If a healthcare worker is exposed to varicella, he or she should consult with the facility's occupational health department. Even if the healthcare worker has received 2 doses of varicella vaccine, they should be monitored daily for 10 – 21 days post-exposure. They should report any symptoms to the occupational health department without delay. This is particularly important if the exposed healthcare worker is going to care for immunocompromised individuals.

What is recommended for unvaccinated healthcare workers without evidence of immunity who are exposed to varicella?

Unvaccinated healthcare workers without evidence of immunity or vaccination history are potentially infective from days 10 – 21 post-exposure. They should be furloughed during this period; post-exposure vaccination is recommended within 3 – 5 days of exposure since it may attenuate the disease if infection occurs. If the exposure did not cause infection, vaccination more than 5 days after exposure is still indicated as it induces protection against subsequent infection. A second dose of vaccine should be administered at least 4 weeks after the first dose. Exposed healthcare workers who have received 1 dose of vaccine and who are exposed to VZV should receive a second dose of vaccine within 3 – 5 days post-exposure (provided a minimum of 4 weeks has elapsed since the first dose).

Should healthcare workers be tested after vaccination to ensure immunity?

Routine testing of healthcare workers for varicella immunity following two doses of vaccine is not recommended. Available commercial assays are not sensitive enough to detect antibody after vaccination in all instances. Sensitive tests have indicated that 99% of adults develop antibodies after the second dose.
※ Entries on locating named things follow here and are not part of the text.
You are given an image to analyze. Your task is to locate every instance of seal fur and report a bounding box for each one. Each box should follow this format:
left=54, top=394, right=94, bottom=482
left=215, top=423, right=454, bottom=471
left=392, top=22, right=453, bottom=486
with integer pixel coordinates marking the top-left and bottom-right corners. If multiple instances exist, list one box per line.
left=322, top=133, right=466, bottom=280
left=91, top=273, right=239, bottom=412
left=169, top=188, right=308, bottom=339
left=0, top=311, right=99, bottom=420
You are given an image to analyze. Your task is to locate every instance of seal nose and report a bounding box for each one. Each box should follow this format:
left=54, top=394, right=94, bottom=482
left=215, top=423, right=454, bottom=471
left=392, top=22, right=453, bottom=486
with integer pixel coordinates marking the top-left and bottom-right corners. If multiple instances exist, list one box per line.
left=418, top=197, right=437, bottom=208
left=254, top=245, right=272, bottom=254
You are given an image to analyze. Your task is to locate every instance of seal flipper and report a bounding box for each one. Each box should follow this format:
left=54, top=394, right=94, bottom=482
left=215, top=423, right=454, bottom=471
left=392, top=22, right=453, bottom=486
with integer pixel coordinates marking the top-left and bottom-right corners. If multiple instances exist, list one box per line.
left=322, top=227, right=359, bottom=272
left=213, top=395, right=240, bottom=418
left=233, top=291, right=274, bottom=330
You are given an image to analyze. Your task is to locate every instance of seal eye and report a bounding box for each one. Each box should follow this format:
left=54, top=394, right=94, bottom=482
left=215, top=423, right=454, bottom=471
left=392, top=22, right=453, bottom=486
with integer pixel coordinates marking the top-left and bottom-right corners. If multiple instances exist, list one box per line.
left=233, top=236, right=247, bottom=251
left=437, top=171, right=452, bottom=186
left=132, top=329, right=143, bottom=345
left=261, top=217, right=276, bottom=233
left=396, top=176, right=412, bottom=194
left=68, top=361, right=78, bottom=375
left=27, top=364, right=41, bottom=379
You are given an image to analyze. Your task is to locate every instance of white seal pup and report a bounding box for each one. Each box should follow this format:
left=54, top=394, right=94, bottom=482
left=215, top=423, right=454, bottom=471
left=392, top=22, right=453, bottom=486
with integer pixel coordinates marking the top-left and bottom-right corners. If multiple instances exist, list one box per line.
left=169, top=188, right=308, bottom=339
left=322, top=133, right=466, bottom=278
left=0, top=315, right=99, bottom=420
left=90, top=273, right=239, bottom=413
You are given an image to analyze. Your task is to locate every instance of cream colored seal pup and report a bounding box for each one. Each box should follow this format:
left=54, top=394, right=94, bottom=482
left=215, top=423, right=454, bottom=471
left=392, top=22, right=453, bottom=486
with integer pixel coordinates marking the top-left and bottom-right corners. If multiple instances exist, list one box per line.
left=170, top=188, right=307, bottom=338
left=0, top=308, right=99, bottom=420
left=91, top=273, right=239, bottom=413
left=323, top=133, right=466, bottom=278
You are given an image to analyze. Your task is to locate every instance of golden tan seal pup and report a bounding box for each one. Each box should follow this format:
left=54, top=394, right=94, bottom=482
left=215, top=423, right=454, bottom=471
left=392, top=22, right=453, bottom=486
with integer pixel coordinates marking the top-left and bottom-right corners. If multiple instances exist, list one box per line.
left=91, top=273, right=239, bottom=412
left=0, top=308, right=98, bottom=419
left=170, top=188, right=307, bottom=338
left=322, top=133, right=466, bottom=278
However, seroconversion does not always result in full protection against disease, and no data regarding correlates of protection are available for adults.

Lab tests for immunity to varicella

The two most commonly used tests to detect varicella IgG antibody among healthcare workers after natural infection are latex agglutination (LA) and ELISA.  Although the LA test is generally more sensitive than commercial ELISAs, a recent report indicated that the LA test can produce false-positive results, particularly when only a single concentration of serum is evaluated. Therefore, for the purpose of screening healthcare workers for varicella susceptibility, a less sensitive and more specific commercial ELISA should be considered.

Are recently vaccinated healthcare workers at risk for transmitting vaccine virus to susceptible persons?

The risk of transmission of vaccine virus from persons who develop a varicella-like rash after vaccination is low, and has been documented only after exposures in households and between residents in long-term care facilities. No cases associated with vaccination of healthcare workers have been documented. As a safeguard, precautions should be taken for all healthcare workers that develop a rash after vaccination. These individuals should avoid contact with anyone without evidence of immunity who may be at risk for severe disease and complications until a) all lesions resolve (i.e., crusted over or faded away); or b) no new lesions appear within a period of 24 hours – whichever is longer.